Gangga Dewi mengangguk-angguk dan tersenyum. “Memang benar demikian, akan tetapi yang terakhir itu hanya dongeng dan tahyul belaka, Yo Han. Kehidupan manusia hanya selewatan saja, betapapun baik maupun buruknya. Semua itu lewat dan takkan pernah kembali. Tak mungkin Chang Sian Cung yang sudah mati itu akan kembali melanjutkan kebiadabannya, kecuali sebagai manusia lain, di tempat lain dan dengan jalan hidup yang berlainan pula. Semua perbuatan manusia hanya akan menjadi pengalaman yang lewat dan menjadi contoh mereka yang hidup kemudian. Dan perjalanan ke Se-cuan bukan perjalanan yang dekat dan mudah. Apalagi sekarang di Barat sudah mulai tidak aman, banyak bergolakan dan pembesar daerah mulai memperlihatkan sikap menentang terhadap pemerintah bangsa Mancu di timur.”

“Locianpwe, aku tidak takut menghadapi kesukaran, tidak takut menghadapi pergolakan.”

Gangga Dewi tersenyum. Kalau ia tidak berhadapan sendiri, tidak melihat dan mendengar sendiri, kalau hanya diceritakan orang lain, tentu ia tidak akan percaya ada seorang anak berusia dua belas tahun seperti ini! Seorang anak yatim piatu, lemah dan miskin, namun memiliki keberanian yang sepantasnya hanya dimiliki seorang pendekar sakti! Anak seperti ini memiliki harga diri yang tinggi, kalau ia menawarkan diri untuk menjadi guru anak ini, belum tentu dia mau menerimanya. Kalau tadinya dia suka menjadi murid seorang wanita iblis seperti Ang I Moli, hal itu adalah karena dia hendak menolong seorang anak perempuan yang diculik iblis betina itu. Anak ini keras hati, namun lembut dan rendah hati, siap untuk menolong siapa saja. Ia harus pandai mengambil hatinya kalau ia ingin menuruti dorongan hatinya yang amat sangat yaitu mengangkat anak ini sebagai muridnya!

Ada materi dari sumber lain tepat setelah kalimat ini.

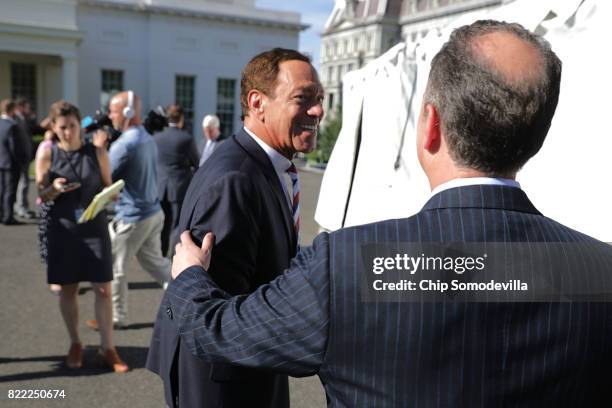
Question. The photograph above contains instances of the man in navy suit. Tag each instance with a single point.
(12, 155)
(491, 95)
(242, 192)
(177, 157)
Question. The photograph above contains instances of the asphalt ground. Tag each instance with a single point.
(34, 341)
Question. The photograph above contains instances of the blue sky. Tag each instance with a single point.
(314, 13)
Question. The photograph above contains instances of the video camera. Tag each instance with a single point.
(100, 120)
(155, 122)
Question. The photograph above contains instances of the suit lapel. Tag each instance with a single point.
(260, 156)
(482, 196)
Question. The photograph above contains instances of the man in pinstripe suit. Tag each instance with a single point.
(491, 95)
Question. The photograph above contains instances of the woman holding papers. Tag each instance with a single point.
(70, 174)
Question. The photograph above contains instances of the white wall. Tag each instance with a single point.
(152, 49)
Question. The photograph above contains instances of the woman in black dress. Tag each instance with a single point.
(70, 174)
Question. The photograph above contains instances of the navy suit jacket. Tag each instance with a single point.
(312, 319)
(177, 157)
(12, 154)
(237, 194)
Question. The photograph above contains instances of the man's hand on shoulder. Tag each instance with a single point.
(188, 254)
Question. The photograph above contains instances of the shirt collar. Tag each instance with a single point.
(470, 181)
(280, 162)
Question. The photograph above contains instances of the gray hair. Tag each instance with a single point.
(210, 121)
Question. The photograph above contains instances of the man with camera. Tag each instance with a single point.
(138, 222)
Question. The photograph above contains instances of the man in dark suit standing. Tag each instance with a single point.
(177, 157)
(490, 98)
(212, 136)
(11, 157)
(22, 117)
(248, 193)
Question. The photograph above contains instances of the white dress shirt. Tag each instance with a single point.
(470, 181)
(279, 162)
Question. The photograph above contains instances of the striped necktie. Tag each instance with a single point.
(295, 206)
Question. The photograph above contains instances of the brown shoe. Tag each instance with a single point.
(110, 359)
(93, 324)
(74, 359)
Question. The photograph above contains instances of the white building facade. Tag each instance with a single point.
(358, 31)
(190, 52)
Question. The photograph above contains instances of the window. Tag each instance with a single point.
(226, 95)
(184, 95)
(23, 82)
(112, 82)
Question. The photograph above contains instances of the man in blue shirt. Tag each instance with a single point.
(138, 222)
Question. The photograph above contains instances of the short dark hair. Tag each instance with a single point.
(62, 108)
(492, 124)
(21, 101)
(174, 113)
(7, 106)
(262, 71)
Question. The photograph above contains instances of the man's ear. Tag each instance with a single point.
(255, 99)
(433, 135)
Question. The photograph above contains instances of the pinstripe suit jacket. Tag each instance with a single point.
(311, 320)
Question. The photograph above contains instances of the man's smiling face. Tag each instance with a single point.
(293, 112)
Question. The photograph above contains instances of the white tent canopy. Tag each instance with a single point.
(373, 173)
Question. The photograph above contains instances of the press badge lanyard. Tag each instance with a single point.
(79, 178)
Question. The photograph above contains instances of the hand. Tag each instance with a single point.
(59, 185)
(188, 254)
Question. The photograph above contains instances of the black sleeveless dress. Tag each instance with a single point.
(77, 252)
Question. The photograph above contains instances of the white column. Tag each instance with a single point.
(70, 77)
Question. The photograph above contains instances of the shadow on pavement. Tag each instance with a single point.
(131, 286)
(135, 357)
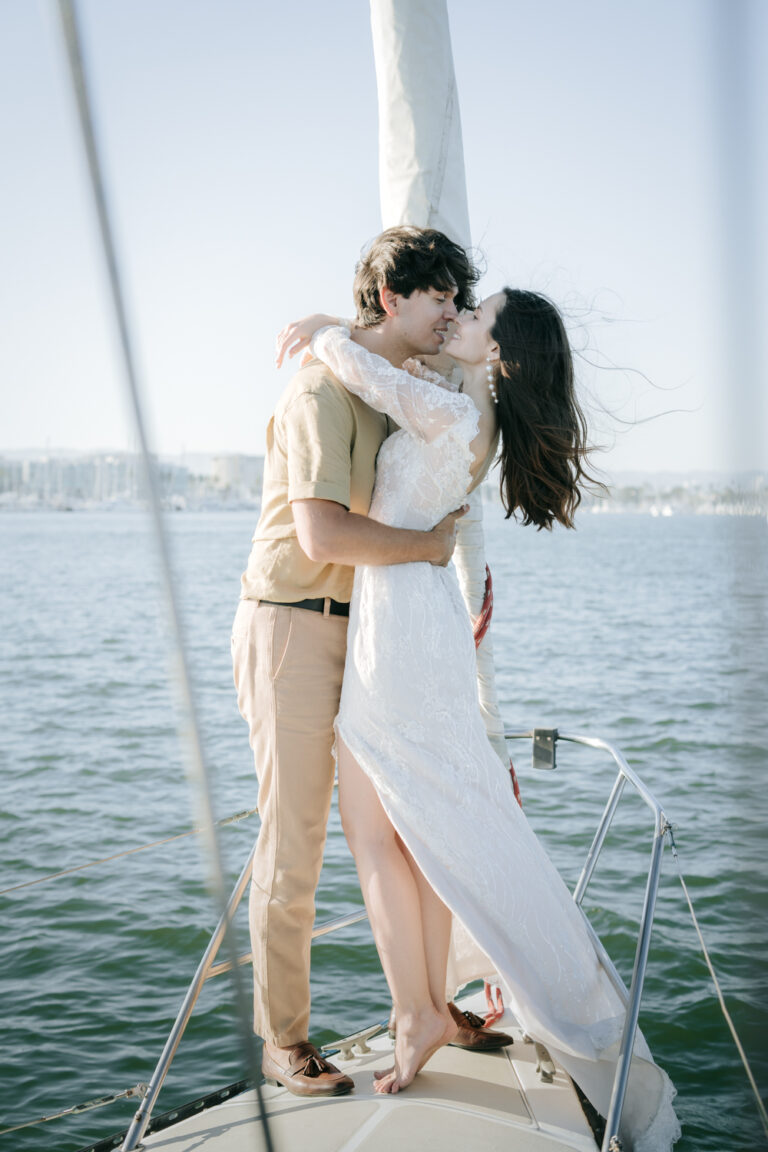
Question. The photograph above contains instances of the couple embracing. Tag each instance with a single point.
(352, 630)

“Yo Han, aku telah mendengar tentang riwayatmu, walau hanya sedikit. Engkau sebatang kara, yatim piatu tidak mempunyai keluarga, hidup seorang diri saja di dunia ini, bukan? Nah, engkau boleh pula mengenalku. Namaku Gangga Dewi, aku berasal dari Bhutan, ibuku seorang puteri Bhutan dan ayahku seorang pendekar bangsa Han. Aku pun hidup seorang diri dan aku sedang melakukan perjalanan ke timur untuk mencari ayahku yang sudah lama sekali meninggalkan Bhutan.”

“Locianpwe seorang yang pandai dan berilmu tinggi, tentu akan dapat berhasil dalam usaha Locianpwe itu.”

Gangga Dewi menghela napas panjang “Agaknya tidak akan semudah itu, anak yang baik. Semenjak dewasa aku tidak pernah berkunjung ke timur. Akan tetapi aku sudah lupa lagi dan daerah timur merupakan tempat asing bagiku. Kalau saja engkau suka menolongku, Yo Han.”

“Menolong Locianpwe?” Aku....? Aih, bagaimana seorang anak bodoh seperti aku akan dapat menolongmu, Locianpwe? Yo Han bertanya dengan heran, sepasang mata yang jernih itu menatap wajah wanita setengah tua yang memiliki raut muka yang lembut dan cantik akan tetapi pandang mata dan sikapnya mengandung kekerasan itu.

“Yo Han, aku seorang asing di tempat ini. Aku tidak tahu ke mana aku harus mencari ayahku. Aku hampir putus asa mencarinya tanpa hasil. Aku sudah melakukan perjalanan amat jauh dan lama, dari Bhutan namun sampai kini tidak berhasil. Maukah engkau menolongku, Yo Han, menemaniku dan membantuku mencari keterangan tentang ayahku itu? Karena engkau seorang bocah bangsa Han, kukira akan lebih mudah mencari keterangan dan tidak akan dicurigai orang, tidak seperti kalau aku yang bertanya-tanya.”

Dua pasang mata itu bertemu dan Yo Han melihat betapa mata wanita itu memandangnya penuh harap, penuh permintaan. Dia merasa kasihan, dan juga baru saja dia diselamatkan oleh wanita ini, bahkan mungkin diselamatkan dari ancaman maut yang mengerikan. Baru saja orang ini menolongnya, menyelamatkan nyawanya. Kalau sekarang penolongnya ini minta bantuannya untuk mencarikan ayahnya, bagaimana dia akan mampu menolaknya? Kalau dia menolak, berarti dia merupakan orang yang paling bo-ceng-li (tak tahu aturan) dan tidak mengerti budi.

Dengan tegas dia mengangguk. “Tentu saja aku suka menolongmu, Locianpwe. Akan tetapi kalau engkau tidak tahu di mana adanya ayahmu itu, setidaknya aku harus mengetahui siapa namanya dan bagaimana rupanya, berapa usianya sehingga aku dapat bertanya-tanya kepada orang lain.”

“Ah, terima kasih, Yo Han. Sudah kuduga bahwa engkau tentu akan suka menolongku, anak yang baik.”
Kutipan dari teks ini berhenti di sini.